A quoi joue Mario Draghi? «Après avoir créé des attentes très fortes, il n’a rien annoncé de concret et de suffisamment puissant pour rassurer les marchés, commente Stéphanie Kretz, membre de l’équipe chargée de la stratégie d’investissement chez Lombard Odier. En ne parlant que de potentialités et en restant peu précis, il a perdu en crédibilité, compte tenu de ses propos de la semaine dernière.» Selon elle, une annonce plus significative aurait été nécessaire pour apaiser les marchés «mais il ne s’est rien passé».

Cité par Bloomberg, le stratège obligataire de Deutsche Bank, Mohit Kumar, déplore aussi un manque de substance: «Quand il s’est agi de détailler les mesures à venir, le marché n’a rien vu venir de concret et est repassé en mode «aversion au risque», raconte-t-il.

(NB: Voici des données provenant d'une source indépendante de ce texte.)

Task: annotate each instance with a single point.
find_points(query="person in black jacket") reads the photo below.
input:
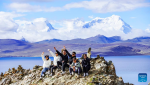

Stéphanie Kretz rappelle aussi que «la banque centrale se doit de préserver l’intégrité du système financier et joue un rôle déterminant pour soulager les pressions liées au refinancement», mais qu’elle «n’a aucune responsabilité fiscale ou budgétaire. Le problème reste l’endettement et tant que les gouvernements ne prennent pas de vraies mesures…»

«On prépare le terrain»

Hier, Mario Draghi a toutefois exhorté ces derniers à entamer des vraies réformes pour sortir de l’ornière. Il a aussi parlé des quelques-unes des modalités qui permettraient à un pays de bénéficier d’une aide, via des rachats de ses obligations, laissant entendre que cette mesure était envisageable, en dépit de l’opposition allemande.

«On est entrain de préparer le terrain politique, pratique et technique.» Pour Charles Wyplosz, au contraire, l’on assiste à un vrai changement de paradigme dans l’épineux débat des interventions sur le marché de la dette. Il juge par ailleurs très positif que le président de la BCE condamne fermement les niveaux des taux de certaines obligations publiques et qu’il se déclare «prêt à tout» pour préserver la zone euro. «Il a une baguette magique et se dit prêt à l’utiliser», image le professeur d’économie à l’Institut des hautes études internationales à Genève.

Bien sûr, jeudi, la BCE a déçu parce qu’elle n’a fait «qu’approcher une pièce du puzzle. Une seule conférence ou une seule action ne résoudra pas la crise», prévient-t-il.